In Abuja, people walk about casually with little restrictions. Physical locations such as malls and airports usually have personnel stationed at entrance points for security reasons. All they have had to do is give them temperature sensors and hand gel. Compare with America where a person is likely to feel their human rights are being attacked because a shop personnel with little experience of customer management is asking them to wear a mask. Nigeria already has these protocols entrenched for a number of reasons. There is more focus on contact tracing of those coming into the country because most cases are from outside the country.
My first week in Nigeria, there was a report of 700 cases. It became big news and chatter. I had a laugh at people's reaction to the 700 cases which were seen as a big spark. I said to a friend, that is less than the number of COVID-related deaths registered by a state in the US. Nigeria was generally safe and I was at peace’. It is interesting that I did not know how much the impact of COVID and its management in the US has affected me until I traveled to that ‘shithole’ country Nigeria. On our way back to the US, things were dangerously simple. We were asked to complete a COVID form on the flight but when we arrived, there was nobody asking questions about where we were coming from. The form I completed is still in my bag.
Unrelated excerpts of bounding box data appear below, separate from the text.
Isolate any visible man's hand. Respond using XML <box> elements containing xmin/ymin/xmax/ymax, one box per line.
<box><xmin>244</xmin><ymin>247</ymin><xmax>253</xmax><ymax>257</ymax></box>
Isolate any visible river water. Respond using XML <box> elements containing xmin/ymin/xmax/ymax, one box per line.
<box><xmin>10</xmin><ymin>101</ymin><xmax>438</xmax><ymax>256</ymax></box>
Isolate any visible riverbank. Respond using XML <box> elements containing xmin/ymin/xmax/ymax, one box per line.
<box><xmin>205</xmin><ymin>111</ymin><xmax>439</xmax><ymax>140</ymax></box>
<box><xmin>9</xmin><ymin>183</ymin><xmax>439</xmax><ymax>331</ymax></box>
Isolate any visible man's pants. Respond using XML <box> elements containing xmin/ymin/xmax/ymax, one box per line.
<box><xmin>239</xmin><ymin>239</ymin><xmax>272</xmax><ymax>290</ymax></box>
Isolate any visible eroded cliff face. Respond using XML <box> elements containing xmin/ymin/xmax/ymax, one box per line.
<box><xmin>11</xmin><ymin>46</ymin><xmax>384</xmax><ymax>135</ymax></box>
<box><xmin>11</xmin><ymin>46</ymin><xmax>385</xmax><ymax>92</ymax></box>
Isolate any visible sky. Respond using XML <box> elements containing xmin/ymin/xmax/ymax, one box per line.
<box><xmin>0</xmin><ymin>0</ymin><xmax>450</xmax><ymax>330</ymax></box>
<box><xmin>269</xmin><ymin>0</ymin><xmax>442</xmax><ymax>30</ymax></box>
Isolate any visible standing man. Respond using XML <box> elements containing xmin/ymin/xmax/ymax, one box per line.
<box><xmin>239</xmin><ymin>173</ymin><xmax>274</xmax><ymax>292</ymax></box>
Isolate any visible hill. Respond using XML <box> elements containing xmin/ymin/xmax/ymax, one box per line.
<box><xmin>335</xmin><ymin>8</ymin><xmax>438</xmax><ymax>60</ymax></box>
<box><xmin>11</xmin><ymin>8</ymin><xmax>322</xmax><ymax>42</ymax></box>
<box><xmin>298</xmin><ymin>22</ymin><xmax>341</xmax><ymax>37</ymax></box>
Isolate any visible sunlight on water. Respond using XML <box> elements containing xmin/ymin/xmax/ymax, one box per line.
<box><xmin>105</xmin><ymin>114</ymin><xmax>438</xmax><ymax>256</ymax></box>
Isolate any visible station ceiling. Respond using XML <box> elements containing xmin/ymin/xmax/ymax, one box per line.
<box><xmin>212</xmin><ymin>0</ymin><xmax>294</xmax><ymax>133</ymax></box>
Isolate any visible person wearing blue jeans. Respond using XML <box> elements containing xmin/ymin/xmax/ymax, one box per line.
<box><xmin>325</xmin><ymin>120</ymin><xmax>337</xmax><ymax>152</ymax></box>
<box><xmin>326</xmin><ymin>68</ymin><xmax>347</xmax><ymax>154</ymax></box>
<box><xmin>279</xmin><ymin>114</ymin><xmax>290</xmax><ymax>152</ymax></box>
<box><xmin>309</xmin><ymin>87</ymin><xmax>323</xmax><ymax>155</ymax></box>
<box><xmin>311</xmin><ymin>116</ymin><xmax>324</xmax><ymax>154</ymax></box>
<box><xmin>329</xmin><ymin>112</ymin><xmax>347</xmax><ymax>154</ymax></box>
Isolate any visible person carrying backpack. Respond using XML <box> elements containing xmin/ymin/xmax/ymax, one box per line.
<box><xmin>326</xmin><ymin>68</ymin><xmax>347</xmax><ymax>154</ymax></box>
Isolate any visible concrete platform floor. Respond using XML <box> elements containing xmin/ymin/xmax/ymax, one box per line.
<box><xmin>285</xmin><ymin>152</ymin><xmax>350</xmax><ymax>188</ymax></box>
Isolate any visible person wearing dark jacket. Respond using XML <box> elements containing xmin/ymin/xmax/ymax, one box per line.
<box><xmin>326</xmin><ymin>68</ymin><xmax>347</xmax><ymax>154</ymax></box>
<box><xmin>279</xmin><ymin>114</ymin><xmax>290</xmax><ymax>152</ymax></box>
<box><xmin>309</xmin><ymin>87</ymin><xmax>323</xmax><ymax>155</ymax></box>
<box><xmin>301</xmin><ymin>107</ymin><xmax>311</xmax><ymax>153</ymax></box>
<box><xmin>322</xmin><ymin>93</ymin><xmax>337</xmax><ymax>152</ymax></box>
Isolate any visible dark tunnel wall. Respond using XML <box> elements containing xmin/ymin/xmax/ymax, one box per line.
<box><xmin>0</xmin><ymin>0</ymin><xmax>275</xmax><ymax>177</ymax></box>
I have come to realize that some African countries have a more stringent protocol and strong tracing process. For instance, in Rwanda, if you are not wearing a mask in public, you will be required to go on 12 hours of training. African governments have been more like China and other Asian countries comfortable with stringent approaches that require testing at strategic points and as a precondition for entry. The UK has now decided to follow this procedure given its own out-of-control situation, but allowed inbound travel without testing for almost a year.
Africa as a region has its own problems but many countries in Africa are managing this pandemic better than expected. We understand there are governance challenges in some African countries, but when a country gets it right, let’s stop explaining it away but rather learn to apply the positive example to other areas. We are already into a new decade. It is time we stop treating the most heterogeneous continent as a homogenous country. This is a broken record but it has continued to happen. Instead of lazy reporting or using dummies to assess African countries, it would do everyone a favour especially foreign media to try visiting countries and report the reality instead of reports driven by false perceptions. Us shithole countries also have to take matters - and science - into our own hands, if we want to see the kinds of headlines that capture our reality. For example, are Africans looking at our blood samples to check whether Africans have higher rates of exposure/antibodies for coronaviruses. What are our scientists doing?